L'empathie aide à lutter contre le discours de haine
Les commentaires haineux en ligne peuvent être endigués si l'on obtient de l'empathie pour les personnes concernées. L'humour ou l'évocation des conséquences possibles n'ont en revanche que peu d'effet. C'est ce qu'a démontré une équipe de 13 étudiants de l'ETH Zurich dans une publication scientifique.
Les commentaires haineux (en anglais hate speech) sur Internet sont devenus un problème mondial. Sur les réseaux sociaux, les minorités sexuelles sont diffamées, les membres de certaines communautés religieuses sont intimidés et les groupes ethniques sont incités à se révolter. Mais le discours haineux est également une menace pour la démocratie, car il peut dissuader les personnes attaquées de participer à un débat public.

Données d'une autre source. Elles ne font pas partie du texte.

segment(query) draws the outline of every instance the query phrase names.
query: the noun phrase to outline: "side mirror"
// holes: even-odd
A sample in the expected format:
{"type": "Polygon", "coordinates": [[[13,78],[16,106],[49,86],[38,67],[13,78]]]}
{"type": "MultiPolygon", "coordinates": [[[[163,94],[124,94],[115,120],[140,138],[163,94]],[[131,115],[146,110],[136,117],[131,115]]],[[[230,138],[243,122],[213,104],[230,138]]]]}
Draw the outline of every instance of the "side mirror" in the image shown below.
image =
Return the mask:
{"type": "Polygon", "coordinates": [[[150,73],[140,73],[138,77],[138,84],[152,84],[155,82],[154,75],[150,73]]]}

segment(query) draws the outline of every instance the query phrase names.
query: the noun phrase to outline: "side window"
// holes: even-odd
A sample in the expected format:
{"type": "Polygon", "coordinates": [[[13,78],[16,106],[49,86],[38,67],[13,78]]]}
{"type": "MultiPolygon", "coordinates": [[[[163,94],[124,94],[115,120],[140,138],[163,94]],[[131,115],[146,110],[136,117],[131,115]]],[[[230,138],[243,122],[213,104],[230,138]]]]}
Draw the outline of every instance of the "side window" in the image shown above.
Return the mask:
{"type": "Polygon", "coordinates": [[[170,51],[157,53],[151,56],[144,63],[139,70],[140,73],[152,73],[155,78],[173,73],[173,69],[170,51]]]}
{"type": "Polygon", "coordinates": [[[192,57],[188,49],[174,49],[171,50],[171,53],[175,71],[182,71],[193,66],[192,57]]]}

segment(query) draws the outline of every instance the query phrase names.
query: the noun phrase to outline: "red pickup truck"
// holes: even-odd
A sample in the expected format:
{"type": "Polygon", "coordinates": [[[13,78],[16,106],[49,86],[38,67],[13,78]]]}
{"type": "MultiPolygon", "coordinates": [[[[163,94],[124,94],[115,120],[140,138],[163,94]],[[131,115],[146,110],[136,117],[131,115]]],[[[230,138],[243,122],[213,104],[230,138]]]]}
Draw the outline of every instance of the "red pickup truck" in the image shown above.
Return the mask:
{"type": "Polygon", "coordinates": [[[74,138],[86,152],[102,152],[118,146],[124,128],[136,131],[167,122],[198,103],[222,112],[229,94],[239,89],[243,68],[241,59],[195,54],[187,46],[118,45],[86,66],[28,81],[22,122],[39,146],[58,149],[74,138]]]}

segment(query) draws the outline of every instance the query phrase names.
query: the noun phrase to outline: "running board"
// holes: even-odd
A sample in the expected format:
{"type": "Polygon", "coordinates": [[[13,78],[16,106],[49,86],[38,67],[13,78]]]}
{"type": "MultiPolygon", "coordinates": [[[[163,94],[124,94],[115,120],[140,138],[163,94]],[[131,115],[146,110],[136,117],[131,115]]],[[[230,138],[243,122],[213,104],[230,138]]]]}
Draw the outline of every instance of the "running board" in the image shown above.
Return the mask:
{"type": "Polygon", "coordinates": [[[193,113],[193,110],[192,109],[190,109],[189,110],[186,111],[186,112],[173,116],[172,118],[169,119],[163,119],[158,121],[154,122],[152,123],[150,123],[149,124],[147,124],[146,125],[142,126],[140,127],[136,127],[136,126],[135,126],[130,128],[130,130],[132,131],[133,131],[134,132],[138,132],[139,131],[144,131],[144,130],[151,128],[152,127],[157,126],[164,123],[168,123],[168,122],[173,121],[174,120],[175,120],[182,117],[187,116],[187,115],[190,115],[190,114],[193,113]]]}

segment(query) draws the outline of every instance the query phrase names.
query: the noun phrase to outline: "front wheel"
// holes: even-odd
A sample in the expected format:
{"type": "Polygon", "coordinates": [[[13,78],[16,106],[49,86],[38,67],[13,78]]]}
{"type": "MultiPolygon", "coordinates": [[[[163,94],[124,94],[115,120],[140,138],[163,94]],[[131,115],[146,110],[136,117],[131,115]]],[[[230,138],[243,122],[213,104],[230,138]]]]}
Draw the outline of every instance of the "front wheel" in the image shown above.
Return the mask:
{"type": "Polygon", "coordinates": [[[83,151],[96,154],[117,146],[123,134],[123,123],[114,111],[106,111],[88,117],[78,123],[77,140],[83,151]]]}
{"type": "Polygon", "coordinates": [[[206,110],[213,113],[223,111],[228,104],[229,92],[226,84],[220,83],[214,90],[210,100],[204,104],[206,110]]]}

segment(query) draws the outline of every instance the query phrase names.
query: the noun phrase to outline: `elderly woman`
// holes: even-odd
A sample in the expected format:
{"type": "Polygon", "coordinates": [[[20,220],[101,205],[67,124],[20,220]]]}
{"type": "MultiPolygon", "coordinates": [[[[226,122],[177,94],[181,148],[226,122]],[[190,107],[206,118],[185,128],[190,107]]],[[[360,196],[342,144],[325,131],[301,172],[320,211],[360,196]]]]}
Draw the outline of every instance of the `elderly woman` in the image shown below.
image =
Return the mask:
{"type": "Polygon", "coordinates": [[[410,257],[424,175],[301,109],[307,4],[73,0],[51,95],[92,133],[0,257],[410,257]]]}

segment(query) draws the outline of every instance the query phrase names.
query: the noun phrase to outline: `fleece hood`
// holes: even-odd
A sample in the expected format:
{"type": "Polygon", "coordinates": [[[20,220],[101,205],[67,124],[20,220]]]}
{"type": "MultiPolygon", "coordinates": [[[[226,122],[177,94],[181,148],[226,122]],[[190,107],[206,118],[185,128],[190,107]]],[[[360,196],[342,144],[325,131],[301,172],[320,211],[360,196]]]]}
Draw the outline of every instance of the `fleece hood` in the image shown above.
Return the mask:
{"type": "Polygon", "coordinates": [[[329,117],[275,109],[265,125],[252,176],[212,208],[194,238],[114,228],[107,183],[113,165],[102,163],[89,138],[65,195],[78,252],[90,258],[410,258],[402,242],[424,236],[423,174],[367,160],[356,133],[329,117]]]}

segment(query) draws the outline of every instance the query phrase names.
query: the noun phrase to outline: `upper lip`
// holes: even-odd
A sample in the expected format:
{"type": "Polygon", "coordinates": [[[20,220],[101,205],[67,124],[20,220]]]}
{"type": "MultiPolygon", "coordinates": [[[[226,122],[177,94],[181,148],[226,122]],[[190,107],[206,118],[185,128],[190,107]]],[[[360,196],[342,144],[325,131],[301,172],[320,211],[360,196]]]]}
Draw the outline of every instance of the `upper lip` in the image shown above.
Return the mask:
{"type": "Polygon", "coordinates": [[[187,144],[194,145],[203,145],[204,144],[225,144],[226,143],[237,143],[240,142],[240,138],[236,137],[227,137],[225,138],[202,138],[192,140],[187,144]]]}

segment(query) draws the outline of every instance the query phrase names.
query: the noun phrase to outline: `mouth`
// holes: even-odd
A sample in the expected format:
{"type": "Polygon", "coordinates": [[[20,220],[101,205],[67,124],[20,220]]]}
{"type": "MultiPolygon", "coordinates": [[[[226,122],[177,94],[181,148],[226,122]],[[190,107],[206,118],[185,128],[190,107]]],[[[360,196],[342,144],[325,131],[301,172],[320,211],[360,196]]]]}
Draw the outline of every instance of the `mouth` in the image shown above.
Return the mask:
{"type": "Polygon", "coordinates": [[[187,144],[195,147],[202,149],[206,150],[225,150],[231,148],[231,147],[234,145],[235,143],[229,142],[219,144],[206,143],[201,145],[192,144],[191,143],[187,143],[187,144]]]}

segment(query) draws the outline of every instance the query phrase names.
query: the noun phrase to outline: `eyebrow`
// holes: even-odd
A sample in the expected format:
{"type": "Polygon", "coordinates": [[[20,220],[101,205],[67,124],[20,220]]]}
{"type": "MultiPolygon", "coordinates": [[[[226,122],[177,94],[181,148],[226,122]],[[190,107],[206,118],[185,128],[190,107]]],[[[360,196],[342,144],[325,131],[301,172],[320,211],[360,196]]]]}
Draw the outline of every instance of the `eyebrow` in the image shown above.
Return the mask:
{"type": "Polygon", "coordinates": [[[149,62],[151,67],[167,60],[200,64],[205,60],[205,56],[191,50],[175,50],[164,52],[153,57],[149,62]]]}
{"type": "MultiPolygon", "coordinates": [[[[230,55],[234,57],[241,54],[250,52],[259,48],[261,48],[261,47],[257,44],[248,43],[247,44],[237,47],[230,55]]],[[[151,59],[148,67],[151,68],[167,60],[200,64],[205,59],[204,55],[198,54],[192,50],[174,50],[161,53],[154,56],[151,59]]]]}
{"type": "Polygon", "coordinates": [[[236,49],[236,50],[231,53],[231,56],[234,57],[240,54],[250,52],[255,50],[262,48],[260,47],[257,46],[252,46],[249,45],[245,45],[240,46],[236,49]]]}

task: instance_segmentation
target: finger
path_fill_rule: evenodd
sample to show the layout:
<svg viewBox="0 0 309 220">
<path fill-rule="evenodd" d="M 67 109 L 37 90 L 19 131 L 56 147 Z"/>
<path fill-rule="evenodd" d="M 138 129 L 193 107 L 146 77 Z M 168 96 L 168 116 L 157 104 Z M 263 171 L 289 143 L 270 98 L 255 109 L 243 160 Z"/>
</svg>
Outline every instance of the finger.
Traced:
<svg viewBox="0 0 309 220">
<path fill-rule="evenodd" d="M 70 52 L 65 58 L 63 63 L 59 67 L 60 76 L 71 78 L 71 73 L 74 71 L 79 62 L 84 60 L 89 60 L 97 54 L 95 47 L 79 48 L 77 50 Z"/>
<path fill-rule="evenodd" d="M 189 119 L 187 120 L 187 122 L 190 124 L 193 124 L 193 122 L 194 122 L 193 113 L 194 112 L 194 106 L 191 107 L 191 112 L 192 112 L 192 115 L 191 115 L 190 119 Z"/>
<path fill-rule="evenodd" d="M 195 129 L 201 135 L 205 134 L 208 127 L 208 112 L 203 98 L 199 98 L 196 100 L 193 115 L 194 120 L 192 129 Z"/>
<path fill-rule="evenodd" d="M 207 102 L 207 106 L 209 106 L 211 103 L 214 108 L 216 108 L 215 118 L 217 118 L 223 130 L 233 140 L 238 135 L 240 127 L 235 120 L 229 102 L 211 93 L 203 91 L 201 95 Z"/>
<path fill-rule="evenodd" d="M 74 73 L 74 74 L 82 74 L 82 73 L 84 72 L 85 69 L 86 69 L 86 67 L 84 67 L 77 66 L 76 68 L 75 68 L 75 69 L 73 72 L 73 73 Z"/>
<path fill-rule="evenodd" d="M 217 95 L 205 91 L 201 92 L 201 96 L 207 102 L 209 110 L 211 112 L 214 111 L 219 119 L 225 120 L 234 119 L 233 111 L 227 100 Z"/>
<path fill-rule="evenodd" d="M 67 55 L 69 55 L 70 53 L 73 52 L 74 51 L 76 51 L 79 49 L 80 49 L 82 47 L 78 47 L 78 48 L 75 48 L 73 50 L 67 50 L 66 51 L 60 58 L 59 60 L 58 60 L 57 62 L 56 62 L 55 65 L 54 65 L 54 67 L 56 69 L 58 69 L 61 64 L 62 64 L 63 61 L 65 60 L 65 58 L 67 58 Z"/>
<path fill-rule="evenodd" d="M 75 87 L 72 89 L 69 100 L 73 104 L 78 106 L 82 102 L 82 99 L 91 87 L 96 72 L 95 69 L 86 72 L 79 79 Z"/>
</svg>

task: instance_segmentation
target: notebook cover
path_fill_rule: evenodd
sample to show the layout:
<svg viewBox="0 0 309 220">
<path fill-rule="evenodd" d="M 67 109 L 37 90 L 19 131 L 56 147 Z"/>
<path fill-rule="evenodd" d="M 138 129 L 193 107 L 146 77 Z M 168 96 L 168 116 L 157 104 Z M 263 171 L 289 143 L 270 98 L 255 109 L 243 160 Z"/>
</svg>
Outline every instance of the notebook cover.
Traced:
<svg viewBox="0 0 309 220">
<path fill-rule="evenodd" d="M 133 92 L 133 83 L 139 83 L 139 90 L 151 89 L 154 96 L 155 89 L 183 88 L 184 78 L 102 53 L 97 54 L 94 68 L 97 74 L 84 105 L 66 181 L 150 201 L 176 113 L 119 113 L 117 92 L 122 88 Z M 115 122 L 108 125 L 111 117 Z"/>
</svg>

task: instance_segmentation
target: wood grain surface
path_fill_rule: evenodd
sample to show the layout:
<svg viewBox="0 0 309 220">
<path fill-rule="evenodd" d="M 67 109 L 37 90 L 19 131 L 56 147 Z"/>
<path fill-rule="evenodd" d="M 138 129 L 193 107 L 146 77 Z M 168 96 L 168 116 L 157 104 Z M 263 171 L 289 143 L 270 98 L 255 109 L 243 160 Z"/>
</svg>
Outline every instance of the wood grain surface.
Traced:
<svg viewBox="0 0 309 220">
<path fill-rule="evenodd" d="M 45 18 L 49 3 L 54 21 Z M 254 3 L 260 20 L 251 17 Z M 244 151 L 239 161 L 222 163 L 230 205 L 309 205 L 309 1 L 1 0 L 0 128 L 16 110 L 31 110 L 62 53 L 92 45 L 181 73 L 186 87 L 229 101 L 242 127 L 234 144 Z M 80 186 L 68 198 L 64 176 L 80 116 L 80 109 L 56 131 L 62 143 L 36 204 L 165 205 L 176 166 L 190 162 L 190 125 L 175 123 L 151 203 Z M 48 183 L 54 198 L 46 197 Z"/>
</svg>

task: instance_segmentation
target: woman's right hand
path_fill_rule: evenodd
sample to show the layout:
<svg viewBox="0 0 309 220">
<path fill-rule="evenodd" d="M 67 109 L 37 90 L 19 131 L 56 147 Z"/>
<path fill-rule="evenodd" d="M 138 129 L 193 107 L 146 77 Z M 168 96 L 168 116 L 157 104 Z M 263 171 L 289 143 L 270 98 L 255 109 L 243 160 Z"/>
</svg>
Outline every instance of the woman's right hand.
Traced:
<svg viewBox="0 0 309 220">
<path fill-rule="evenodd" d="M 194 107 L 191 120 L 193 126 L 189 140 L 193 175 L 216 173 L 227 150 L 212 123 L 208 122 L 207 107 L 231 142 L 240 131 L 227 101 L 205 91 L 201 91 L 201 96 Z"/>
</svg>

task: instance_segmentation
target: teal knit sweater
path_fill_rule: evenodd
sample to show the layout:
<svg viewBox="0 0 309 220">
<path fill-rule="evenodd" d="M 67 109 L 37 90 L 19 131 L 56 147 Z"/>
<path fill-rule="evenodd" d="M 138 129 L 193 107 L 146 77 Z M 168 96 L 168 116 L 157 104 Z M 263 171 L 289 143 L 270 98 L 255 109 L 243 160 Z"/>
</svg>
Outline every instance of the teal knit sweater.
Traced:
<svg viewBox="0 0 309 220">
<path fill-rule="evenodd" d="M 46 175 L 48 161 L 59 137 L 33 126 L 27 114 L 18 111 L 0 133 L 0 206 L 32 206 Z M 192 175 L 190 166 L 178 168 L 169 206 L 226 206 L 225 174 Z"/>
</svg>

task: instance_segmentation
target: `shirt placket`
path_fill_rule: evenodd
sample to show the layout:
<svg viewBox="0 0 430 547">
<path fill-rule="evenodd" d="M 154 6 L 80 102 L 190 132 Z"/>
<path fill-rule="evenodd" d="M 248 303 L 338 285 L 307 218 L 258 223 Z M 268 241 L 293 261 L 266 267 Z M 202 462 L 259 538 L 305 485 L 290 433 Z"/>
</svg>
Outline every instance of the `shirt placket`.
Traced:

Certes, de nombreuses plateformes disposent de filtres parfois sophistiqués pour supprimer les commentaires haineux. Mais ceux-ci ne peuvent pas vraiment endiguer le problème à eux seuls. Facebook, par exemple, n'est pas en mesure, selon sa propre estimation (ou selon les documents internes divulgués en octobre 2021), de supprimer plus de 5 % des commentaires haineux postés. A cela s'ajoute le fait que les filtres automatiques sont imprécis et ont tendance à entrer en conflit avec la liberté d'expression.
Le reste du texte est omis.